Eve was sweating, but her skin felt cold and clammy. She looked up at her daughter. ‘Thank God you’m back,’ she said wearily. ‘Oh, I’m that hungry, our Lizzie, but I didn’t want to start me dinner till you got back.’
‘Sit there nice and quiet, Mother. May and me can put the sandwiches up. Have a biscuit to keep you going.’ Lizzie went to the cupboard at the side of the fire grate and took out the biscuit barrel. She opened it and put it in her mother’s lap.
‘The sandwiches am already done, our Lizzie,’ Eve remarked. ‘They’m under a cloth on the shelf at the top of the cellar steps.’
May brought them to the table.
‘D’you think I ought to send for the doctor, May?’
‘It’ll do no harm.’ May cast a glance at Eve who was tucking into her meal ravenously. ‘Is she often like this?’
‘Lately she says she starts to get weak just before mealtimes. She eats like a horse, yet I’m certain she’s losing weight. And drink? All the time she’s drinking water.’
‘It don’t sound right, Lizzie. We’d best fetch the doctor. I’ll get Joe to fetch him tonight after he’s had his tea.’
‘I’ll go and fetch him myself when I’ve had my dinner.’
‘No, leave it till tonight … I should … From what I can hear of Donald Clark you won’t catch him at his surgery yet awhile. He’ll be in The Shoulder of Mutton. You know he likes a drink.’
That afternoon Eve seemed to improve, though she had little of her usual energy. The two girls blackleaded the grate as usual and, when they lit the fire, the first thing Eve requested was that the kettle be put on to boil for a pot of tea. Lizzie scrutinised her mother carefully for other signs that she was unwell. It was not till then that she noticed how often she was getting up to go to the privy.

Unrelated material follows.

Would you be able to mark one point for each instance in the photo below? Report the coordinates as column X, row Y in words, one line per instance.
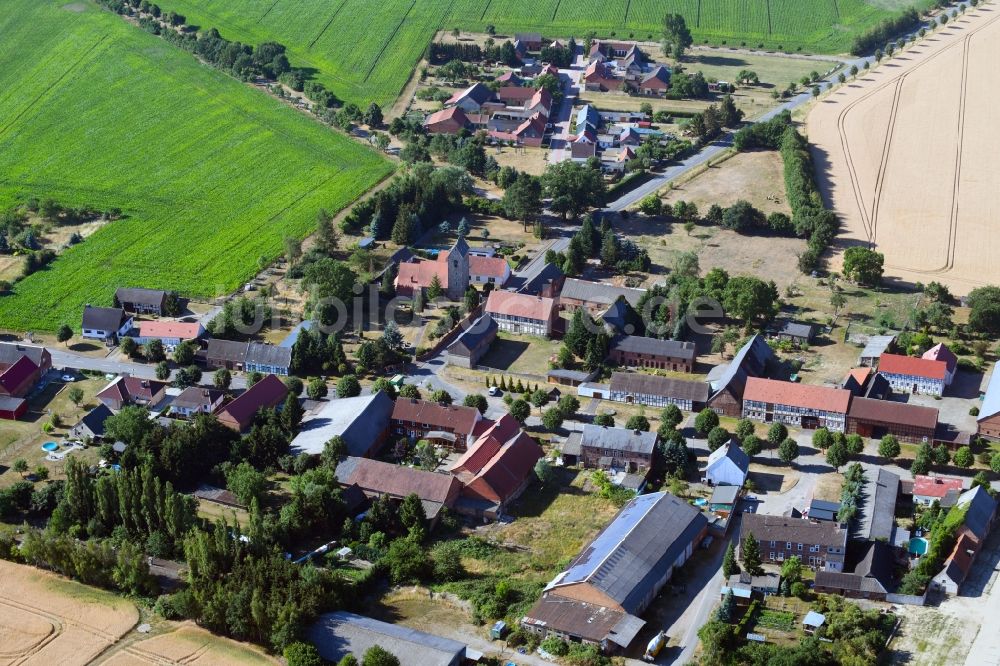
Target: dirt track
column 907, row 155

It was at about eight o’ clock that evening when Joe returned to his mother’s house with young Dr. Donald Clark, who had recently taken over his father’s practice. Donald was twenty-seven and a likeable young man. He wasn’t especially handsome, but neither was he repulsive. He had wavy, reddish hair, a ruddy complexion and a substantial nose. There was a gap between his two front teeth, which, when he smiled, seemed to enhance his affability. As they rode together to the Bishops’ house on the ancient dog cart that old Doctor Clark had always used, Joe anxiously described Eve’s symptoms. Donald knew the family well, and Eve had fed him often enough when he and Ted were pals. He was thus concerned about her, and eager to help.
After the pleasantries, Donald took out his stethoscope.

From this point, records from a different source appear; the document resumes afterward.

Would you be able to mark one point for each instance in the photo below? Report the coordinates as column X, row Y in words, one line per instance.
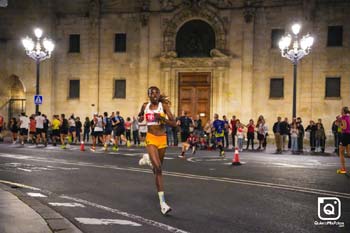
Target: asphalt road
column 109, row 192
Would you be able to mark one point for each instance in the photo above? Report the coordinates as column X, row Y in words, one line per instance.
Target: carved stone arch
column 17, row 89
column 186, row 15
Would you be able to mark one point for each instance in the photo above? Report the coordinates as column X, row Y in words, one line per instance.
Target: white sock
column 161, row 197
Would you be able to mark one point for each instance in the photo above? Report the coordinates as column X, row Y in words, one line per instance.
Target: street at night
column 268, row 193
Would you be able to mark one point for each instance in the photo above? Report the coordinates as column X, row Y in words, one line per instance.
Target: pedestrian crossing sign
column 38, row 99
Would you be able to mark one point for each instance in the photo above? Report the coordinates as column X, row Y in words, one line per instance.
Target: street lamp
column 39, row 51
column 298, row 51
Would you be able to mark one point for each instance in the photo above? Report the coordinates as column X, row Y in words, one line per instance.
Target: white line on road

Without being asked, Eve undid the top buttons of her frock. ‘Should I strip off?’
‘No need, Mrs Bishop,’ Donald replied. ‘I just want to listen to your heartbeat.’ He slid the end of his stethoscope over her chest while he listened. ‘Mmm … sound as a bell … Now I want to smell your breath.’ He put his nose near Eve’s mouth and she breathed self-consciously into his face. ‘Mmm … Tell me how you’ve been feeling, Mrs Bishop. What sort of things that have been happening recently that don’t seem normal?’
Lizzie had to repeat the question for her.
‘I’m feelin’ tired all the while, Donald,’ Eve answered. ‘And every half hour I’m havin’ to make water.’
‘Are you having to do that in the middle of the night, too?’
‘Two or three times a night. I’m sick of emptying the slops of a morning.’